For patients who cannot enroll in the clinical trials, AVM provides AVM0703 through its compassionate use program (CUP), enabling physicians to treat patients that have exhausted other treatment options or do not meet the criteria to enroll in a clinical trial.
The AVM Team and Future Outlook
The team is comprised predominantly of female scientists and researchers who have come from all over the world since its founding — including Uganda, Togo, the Philippines, Vietnam, Japan, France, Germany, Pakistan, and India, with other employees from various regions in the United States. This diversity is paramount in achieving the company’s goals, as leveraging different perspectives to overcome challenges is what has made AVM Biotechnology successful. They are thrilled to have assembled a team of strong, skillful professionals including COO Janet Rea, with over 35 years of experience in manufacturing, regulatory, quality, supply chain, and clinical trials. However, this strength is also a weakness — women-founded biotech companies are often faced with disproportionate challenges compared with more traditionally male-led biotech companies, who receive venture capital funds at a sevenfold higher rate. The company is hopeful that AVM’s success to date and the success that they hope to achieve in clinical trials and eventual commercial launch will spur change in the way venture capital firms pursue opportunities with female-led companies.

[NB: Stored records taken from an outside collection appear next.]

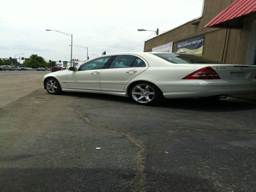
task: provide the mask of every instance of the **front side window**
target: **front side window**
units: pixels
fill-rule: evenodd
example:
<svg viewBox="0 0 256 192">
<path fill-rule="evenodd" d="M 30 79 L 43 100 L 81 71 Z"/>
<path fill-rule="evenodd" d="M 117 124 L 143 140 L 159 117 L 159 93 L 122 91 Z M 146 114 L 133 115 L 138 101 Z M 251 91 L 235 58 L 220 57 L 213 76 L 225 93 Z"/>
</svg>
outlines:
<svg viewBox="0 0 256 192">
<path fill-rule="evenodd" d="M 102 69 L 104 65 L 112 56 L 101 57 L 94 59 L 82 65 L 78 71 L 85 71 L 94 69 Z"/>
<path fill-rule="evenodd" d="M 136 58 L 137 57 L 133 55 L 118 55 L 111 62 L 109 68 L 130 67 Z"/>
<path fill-rule="evenodd" d="M 182 64 L 220 64 L 222 63 L 214 61 L 204 57 L 187 54 L 173 53 L 154 53 L 158 57 L 172 63 Z"/>
</svg>

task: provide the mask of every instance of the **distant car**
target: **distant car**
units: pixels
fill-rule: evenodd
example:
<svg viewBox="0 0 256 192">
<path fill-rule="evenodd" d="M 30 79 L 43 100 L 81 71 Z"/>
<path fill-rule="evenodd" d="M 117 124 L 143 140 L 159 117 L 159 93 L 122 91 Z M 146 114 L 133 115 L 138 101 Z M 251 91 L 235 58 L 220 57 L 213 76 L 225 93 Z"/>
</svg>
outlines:
<svg viewBox="0 0 256 192">
<path fill-rule="evenodd" d="M 5 71 L 5 67 L 3 67 L 2 65 L 0 66 L 0 71 Z"/>
<path fill-rule="evenodd" d="M 43 67 L 38 67 L 36 69 L 37 71 L 45 71 L 45 69 Z"/>
<path fill-rule="evenodd" d="M 210 100 L 255 92 L 256 66 L 224 64 L 187 54 L 129 52 L 104 55 L 49 73 L 43 82 L 50 94 L 110 94 L 148 105 L 164 98 Z"/>
<path fill-rule="evenodd" d="M 6 70 L 9 70 L 10 71 L 14 70 L 14 69 L 13 69 L 12 67 L 12 66 L 10 65 L 2 65 L 1 66 L 5 68 Z"/>
<path fill-rule="evenodd" d="M 55 71 L 60 71 L 63 70 L 63 69 L 62 68 L 60 67 L 52 67 L 51 68 L 52 72 L 54 72 Z"/>
<path fill-rule="evenodd" d="M 17 71 L 21 70 L 21 69 L 20 69 L 20 68 L 19 66 L 12 66 L 12 68 L 14 70 L 17 70 Z"/>
</svg>

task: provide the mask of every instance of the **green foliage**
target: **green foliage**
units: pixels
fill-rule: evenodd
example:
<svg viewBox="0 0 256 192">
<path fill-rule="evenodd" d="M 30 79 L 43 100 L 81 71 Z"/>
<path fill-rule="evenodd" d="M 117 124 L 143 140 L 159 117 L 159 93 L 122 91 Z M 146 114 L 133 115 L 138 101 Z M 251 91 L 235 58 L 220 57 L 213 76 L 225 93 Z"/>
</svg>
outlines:
<svg viewBox="0 0 256 192">
<path fill-rule="evenodd" d="M 47 67 L 48 63 L 47 63 L 42 57 L 38 56 L 37 54 L 31 55 L 29 58 L 26 58 L 23 62 L 24 67 L 29 67 L 32 68 L 38 67 Z"/>
</svg>

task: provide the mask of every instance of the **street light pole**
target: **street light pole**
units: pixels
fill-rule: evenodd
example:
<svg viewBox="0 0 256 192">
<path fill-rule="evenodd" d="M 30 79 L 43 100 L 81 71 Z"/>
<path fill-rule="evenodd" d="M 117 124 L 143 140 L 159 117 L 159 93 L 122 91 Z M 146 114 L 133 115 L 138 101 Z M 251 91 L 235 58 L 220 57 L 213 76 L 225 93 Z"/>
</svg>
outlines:
<svg viewBox="0 0 256 192">
<path fill-rule="evenodd" d="M 146 29 L 139 29 L 137 30 L 138 31 L 140 31 L 140 32 L 145 31 L 153 31 L 156 33 L 156 35 L 158 35 L 158 34 L 159 33 L 159 29 L 158 29 L 158 28 L 156 29 L 156 31 L 152 31 L 152 30 L 146 30 Z"/>
<path fill-rule="evenodd" d="M 68 33 L 64 33 L 64 32 L 62 32 L 61 31 L 56 31 L 56 30 L 51 30 L 50 29 L 46 29 L 46 31 L 56 31 L 56 32 L 58 32 L 59 33 L 61 33 L 62 34 L 63 34 L 64 35 L 66 35 L 67 36 L 71 38 L 71 45 L 73 44 L 73 34 L 69 34 Z M 72 67 L 72 46 L 71 45 L 71 56 L 70 58 L 70 67 Z"/>
<path fill-rule="evenodd" d="M 21 53 L 20 54 L 18 54 L 18 55 L 14 55 L 14 66 L 16 64 L 16 56 L 20 55 L 23 55 L 24 54 L 23 53 Z M 19 62 L 20 62 L 20 60 L 19 60 Z"/>
<path fill-rule="evenodd" d="M 80 46 L 79 45 L 72 45 L 72 44 L 71 44 L 71 45 L 70 45 L 70 46 L 71 46 L 71 48 L 72 48 L 72 46 L 76 46 L 77 47 L 81 47 L 81 48 L 84 48 L 84 49 L 86 49 L 87 50 L 87 58 L 86 58 L 86 60 L 88 61 L 88 47 L 84 47 L 83 46 Z"/>
</svg>

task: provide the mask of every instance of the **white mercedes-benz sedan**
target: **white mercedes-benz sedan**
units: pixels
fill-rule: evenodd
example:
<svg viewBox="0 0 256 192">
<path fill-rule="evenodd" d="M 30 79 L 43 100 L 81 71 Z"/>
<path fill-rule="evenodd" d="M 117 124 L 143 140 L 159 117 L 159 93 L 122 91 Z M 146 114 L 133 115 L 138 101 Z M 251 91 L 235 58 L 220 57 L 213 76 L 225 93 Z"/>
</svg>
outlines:
<svg viewBox="0 0 256 192">
<path fill-rule="evenodd" d="M 225 64 L 185 54 L 118 53 L 48 74 L 43 82 L 50 94 L 110 94 L 151 105 L 164 98 L 218 99 L 256 92 L 256 66 Z"/>
</svg>

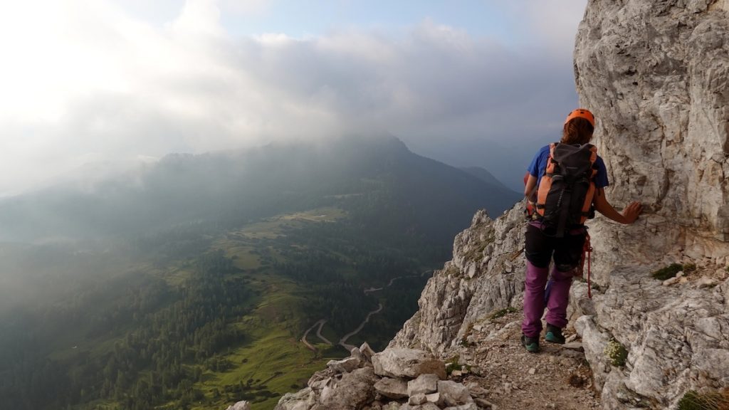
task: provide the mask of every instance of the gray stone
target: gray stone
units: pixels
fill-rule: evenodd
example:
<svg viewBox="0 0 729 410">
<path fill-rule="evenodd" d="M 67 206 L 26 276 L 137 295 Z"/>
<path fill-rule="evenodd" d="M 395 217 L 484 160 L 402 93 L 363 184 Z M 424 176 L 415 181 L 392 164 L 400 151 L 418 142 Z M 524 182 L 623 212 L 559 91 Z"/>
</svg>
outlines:
<svg viewBox="0 0 729 410">
<path fill-rule="evenodd" d="M 438 381 L 438 392 L 440 393 L 441 402 L 439 405 L 447 406 L 460 406 L 473 401 L 468 388 L 461 383 L 451 380 Z"/>
<path fill-rule="evenodd" d="M 388 398 L 404 398 L 409 395 L 408 384 L 401 379 L 383 377 L 375 383 L 375 390 Z"/>
<path fill-rule="evenodd" d="M 582 344 L 579 341 L 565 343 L 562 345 L 562 348 L 567 349 L 569 350 L 576 350 L 577 352 L 582 352 L 585 350 L 585 348 L 582 347 Z"/>
<path fill-rule="evenodd" d="M 247 401 L 239 401 L 228 406 L 227 410 L 251 410 L 251 405 Z"/>
<path fill-rule="evenodd" d="M 372 368 L 358 368 L 342 374 L 333 386 L 321 393 L 319 402 L 325 409 L 356 410 L 375 398 L 375 374 Z"/>
<path fill-rule="evenodd" d="M 375 355 L 375 351 L 370 347 L 370 345 L 366 341 L 362 343 L 362 345 L 359 347 L 359 351 L 370 361 L 372 360 L 372 357 Z"/>
<path fill-rule="evenodd" d="M 425 395 L 425 400 L 426 400 L 428 403 L 437 403 L 440 401 L 440 393 L 435 392 L 434 393 Z"/>
<path fill-rule="evenodd" d="M 310 410 L 316 403 L 316 396 L 307 387 L 295 393 L 286 393 L 278 400 L 274 410 Z"/>
<path fill-rule="evenodd" d="M 356 347 L 352 349 L 352 350 L 354 351 Z M 359 349 L 357 349 L 357 352 L 359 352 Z M 362 363 L 362 360 L 359 357 L 353 356 L 341 360 L 330 360 L 327 363 L 327 366 L 336 373 L 349 373 L 359 368 Z"/>
<path fill-rule="evenodd" d="M 408 395 L 430 394 L 437 391 L 438 379 L 438 376 L 434 374 L 421 374 L 415 380 L 408 382 Z"/>
<path fill-rule="evenodd" d="M 451 406 L 443 410 L 478 410 L 478 406 L 475 403 L 467 403 L 460 406 Z"/>
<path fill-rule="evenodd" d="M 434 374 L 445 378 L 445 363 L 423 350 L 386 349 L 373 356 L 372 363 L 378 376 L 414 379 L 421 374 Z"/>
<path fill-rule="evenodd" d="M 410 404 L 410 406 L 418 406 L 426 401 L 428 401 L 428 399 L 425 397 L 424 394 L 417 393 L 410 396 L 410 398 L 408 399 L 408 404 Z"/>
</svg>

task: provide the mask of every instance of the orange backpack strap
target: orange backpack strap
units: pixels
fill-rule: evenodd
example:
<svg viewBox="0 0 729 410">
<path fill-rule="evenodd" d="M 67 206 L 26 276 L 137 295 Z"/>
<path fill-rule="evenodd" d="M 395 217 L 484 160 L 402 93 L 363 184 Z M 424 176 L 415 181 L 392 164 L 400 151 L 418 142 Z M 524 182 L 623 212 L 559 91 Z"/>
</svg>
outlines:
<svg viewBox="0 0 729 410">
<path fill-rule="evenodd" d="M 580 223 L 585 223 L 585 221 L 592 214 L 592 203 L 595 196 L 595 175 L 597 174 L 597 167 L 595 166 L 595 161 L 597 160 L 597 147 L 594 145 L 590 145 L 590 151 L 591 152 L 590 163 L 592 169 L 590 175 L 590 187 L 588 190 L 587 195 L 585 196 L 585 202 L 582 204 L 582 217 L 580 218 Z"/>
<path fill-rule="evenodd" d="M 545 169 L 545 174 L 542 176 L 539 181 L 539 186 L 537 190 L 537 213 L 541 216 L 545 215 L 545 204 L 547 203 L 547 194 L 552 188 L 552 177 L 554 176 L 555 168 L 557 166 L 557 161 L 554 160 L 554 149 L 558 142 L 553 142 L 549 144 L 549 157 L 547 158 L 547 168 Z"/>
</svg>

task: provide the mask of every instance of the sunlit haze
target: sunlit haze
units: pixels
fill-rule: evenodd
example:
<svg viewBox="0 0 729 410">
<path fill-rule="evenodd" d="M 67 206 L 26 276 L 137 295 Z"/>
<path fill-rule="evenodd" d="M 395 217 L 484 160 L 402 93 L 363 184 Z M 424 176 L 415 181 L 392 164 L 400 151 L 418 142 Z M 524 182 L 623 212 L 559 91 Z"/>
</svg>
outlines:
<svg viewBox="0 0 729 410">
<path fill-rule="evenodd" d="M 0 196 L 88 163 L 350 134 L 503 179 L 489 158 L 547 142 L 576 104 L 585 4 L 2 1 Z"/>
</svg>

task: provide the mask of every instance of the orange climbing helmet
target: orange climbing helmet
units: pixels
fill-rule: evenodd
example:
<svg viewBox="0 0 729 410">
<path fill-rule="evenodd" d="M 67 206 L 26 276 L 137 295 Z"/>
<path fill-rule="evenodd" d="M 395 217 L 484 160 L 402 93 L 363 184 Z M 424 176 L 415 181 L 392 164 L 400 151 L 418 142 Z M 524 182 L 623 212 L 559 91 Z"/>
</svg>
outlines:
<svg viewBox="0 0 729 410">
<path fill-rule="evenodd" d="M 564 124 L 566 125 L 567 123 L 574 118 L 585 118 L 588 121 L 590 121 L 590 123 L 592 124 L 593 128 L 595 128 L 595 116 L 593 115 L 592 112 L 590 112 L 588 109 L 578 108 L 572 111 L 569 113 L 569 115 L 567 115 L 567 119 L 564 120 Z"/>
</svg>

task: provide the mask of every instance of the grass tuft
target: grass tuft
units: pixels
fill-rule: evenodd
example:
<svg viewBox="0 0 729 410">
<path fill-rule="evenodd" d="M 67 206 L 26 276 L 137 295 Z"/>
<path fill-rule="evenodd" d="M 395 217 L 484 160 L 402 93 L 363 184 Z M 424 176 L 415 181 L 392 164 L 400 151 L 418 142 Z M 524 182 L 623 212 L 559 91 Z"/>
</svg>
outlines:
<svg viewBox="0 0 729 410">
<path fill-rule="evenodd" d="M 705 393 L 690 390 L 679 401 L 676 410 L 729 410 L 729 389 Z"/>
<path fill-rule="evenodd" d="M 628 350 L 623 344 L 615 339 L 612 339 L 605 347 L 605 356 L 610 361 L 610 364 L 615 367 L 623 367 L 625 365 L 625 360 L 628 359 Z"/>
<path fill-rule="evenodd" d="M 491 314 L 488 316 L 488 320 L 495 320 L 496 319 L 499 319 L 499 317 L 504 317 L 507 314 L 508 314 L 510 313 L 514 313 L 515 312 L 517 312 L 517 310 L 511 307 L 511 306 L 509 306 L 509 307 L 507 307 L 506 309 L 499 309 L 499 310 L 494 311 L 494 313 Z"/>
</svg>

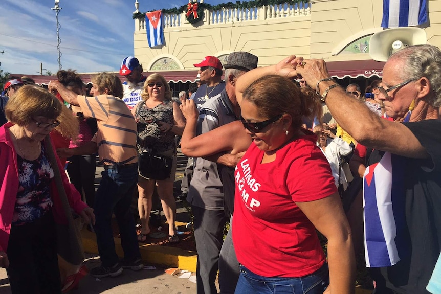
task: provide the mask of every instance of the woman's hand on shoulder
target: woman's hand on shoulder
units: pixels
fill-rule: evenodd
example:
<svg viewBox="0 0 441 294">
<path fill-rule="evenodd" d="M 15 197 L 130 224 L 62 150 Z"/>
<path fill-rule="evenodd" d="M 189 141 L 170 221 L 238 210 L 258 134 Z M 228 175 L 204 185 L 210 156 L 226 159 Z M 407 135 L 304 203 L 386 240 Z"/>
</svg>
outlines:
<svg viewBox="0 0 441 294">
<path fill-rule="evenodd" d="M 197 120 L 199 114 L 196 104 L 193 99 L 187 99 L 182 101 L 182 104 L 179 106 L 181 111 L 187 120 L 189 119 Z"/>
<path fill-rule="evenodd" d="M 87 206 L 84 208 L 83 210 L 80 213 L 80 216 L 81 217 L 86 223 L 91 223 L 92 224 L 95 224 L 95 215 L 94 213 L 94 210 Z"/>
<path fill-rule="evenodd" d="M 0 251 L 0 267 L 7 268 L 9 266 L 9 259 L 8 255 L 4 251 Z"/>
</svg>

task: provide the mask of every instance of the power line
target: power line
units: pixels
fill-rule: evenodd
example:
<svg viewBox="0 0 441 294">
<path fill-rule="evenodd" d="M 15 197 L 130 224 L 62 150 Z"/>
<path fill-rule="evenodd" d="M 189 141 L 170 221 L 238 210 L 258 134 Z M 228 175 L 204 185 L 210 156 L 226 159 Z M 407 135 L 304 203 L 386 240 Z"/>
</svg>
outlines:
<svg viewBox="0 0 441 294">
<path fill-rule="evenodd" d="M 55 10 L 56 13 L 56 19 L 57 20 L 57 50 L 58 51 L 58 67 L 59 70 L 61 70 L 61 67 L 63 66 L 61 65 L 61 52 L 60 51 L 60 43 L 61 42 L 61 39 L 60 38 L 60 29 L 61 28 L 61 26 L 60 25 L 60 22 L 58 21 L 58 13 L 60 13 L 60 10 L 62 9 L 58 6 L 60 0 L 55 0 L 55 6 L 53 8 L 51 8 L 52 10 Z M 43 71 L 41 70 L 42 72 Z"/>
<path fill-rule="evenodd" d="M 38 42 L 37 41 L 34 41 L 33 40 L 30 40 L 29 39 L 25 39 L 24 38 L 20 38 L 19 37 L 16 37 L 15 36 L 10 36 L 9 35 L 7 35 L 6 34 L 2 34 L 0 33 L 0 35 L 2 36 L 6 36 L 7 37 L 9 37 L 10 38 L 12 38 L 14 39 L 18 39 L 19 40 L 23 40 L 24 41 L 28 41 L 28 42 L 32 42 L 33 43 L 37 43 L 37 44 L 41 44 L 42 45 L 46 45 L 47 46 L 52 46 L 53 47 L 56 47 L 56 45 L 53 45 L 52 44 L 48 44 L 47 43 L 43 43 L 42 42 Z M 99 53 L 100 54 L 109 54 L 111 55 L 124 55 L 124 53 L 111 53 L 107 52 L 104 52 L 102 51 L 91 51 L 90 50 L 83 50 L 82 49 L 76 49 L 75 48 L 71 48 L 70 47 L 64 47 L 64 46 L 61 46 L 60 48 L 63 48 L 63 49 L 69 49 L 70 50 L 74 50 L 75 51 L 81 51 L 83 52 L 89 52 L 90 53 Z M 0 53 L 2 52 L 0 52 Z"/>
</svg>

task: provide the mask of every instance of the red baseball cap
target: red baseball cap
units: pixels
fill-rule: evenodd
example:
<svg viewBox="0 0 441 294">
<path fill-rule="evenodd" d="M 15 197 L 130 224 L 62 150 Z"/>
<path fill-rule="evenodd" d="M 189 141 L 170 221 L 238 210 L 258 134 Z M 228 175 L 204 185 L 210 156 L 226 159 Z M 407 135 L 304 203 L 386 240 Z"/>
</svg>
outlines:
<svg viewBox="0 0 441 294">
<path fill-rule="evenodd" d="M 8 88 L 10 87 L 11 86 L 13 86 L 14 85 L 23 85 L 23 82 L 21 81 L 21 80 L 19 79 L 15 79 L 14 80 L 11 80 L 10 81 L 8 81 L 7 83 L 5 84 L 5 85 L 3 87 L 4 90 L 6 90 Z"/>
<path fill-rule="evenodd" d="M 202 62 L 193 64 L 193 66 L 195 67 L 211 66 L 218 70 L 222 70 L 222 63 L 220 63 L 220 60 L 214 56 L 207 56 L 203 59 Z"/>
</svg>

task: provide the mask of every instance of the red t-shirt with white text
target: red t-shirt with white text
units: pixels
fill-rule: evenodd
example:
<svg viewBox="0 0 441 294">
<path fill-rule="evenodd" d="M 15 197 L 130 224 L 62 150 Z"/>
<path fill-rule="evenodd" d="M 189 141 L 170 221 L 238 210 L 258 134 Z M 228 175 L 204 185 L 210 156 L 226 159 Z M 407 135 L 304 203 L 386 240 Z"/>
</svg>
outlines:
<svg viewBox="0 0 441 294">
<path fill-rule="evenodd" d="M 233 240 L 237 260 L 257 275 L 303 277 L 325 261 L 314 226 L 294 202 L 337 192 L 317 137 L 307 134 L 268 163 L 252 144 L 236 167 Z"/>
</svg>

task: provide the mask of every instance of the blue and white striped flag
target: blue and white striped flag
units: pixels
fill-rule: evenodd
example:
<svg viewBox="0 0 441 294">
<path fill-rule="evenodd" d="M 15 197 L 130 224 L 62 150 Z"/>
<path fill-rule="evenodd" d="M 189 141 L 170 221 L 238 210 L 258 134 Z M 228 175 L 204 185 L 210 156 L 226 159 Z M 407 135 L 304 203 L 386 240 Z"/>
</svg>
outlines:
<svg viewBox="0 0 441 294">
<path fill-rule="evenodd" d="M 145 14 L 145 20 L 147 23 L 147 39 L 148 46 L 154 47 L 162 45 L 164 39 L 164 31 L 162 29 L 162 11 L 157 10 Z"/>
<path fill-rule="evenodd" d="M 368 267 L 390 266 L 409 254 L 403 181 L 406 162 L 385 152 L 363 180 L 365 253 Z"/>
<path fill-rule="evenodd" d="M 383 28 L 418 26 L 427 22 L 427 0 L 383 0 Z"/>
</svg>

The goal is to bring AVM0703 to the U.S. market within the next three years and to partner for worldwide development. AVM Biotechnology can envision an Initial Public Offering (IPO) within the next 3–5 years. AVM is an exciting company with an even more exciting drug and are confident that once they can prove safety and efficacy with AVM0703, they will also be able to go to market with other products that are currently in development.
More About AVM Biotechnology
AVM’s team of scientists are wholly dedicated to changing what cancer, autoimmunity, and chronic infectious disease diagnoses mean to patients and their families. The company’s mission is fueled by its passion to deliver drugs that work rapidly, safely, effectively, and affordably — treating life-threatening conditions when all other treatment options have been exhausted and seemingly failed. They serve overlooked populations — pediatric and adolescents, frail and elderly, and those who have failed all other options. AVM’s products improve clinical outcomes without additional suffering in the form of side effects, because they believe that treatments should never be worse than diseases themselves.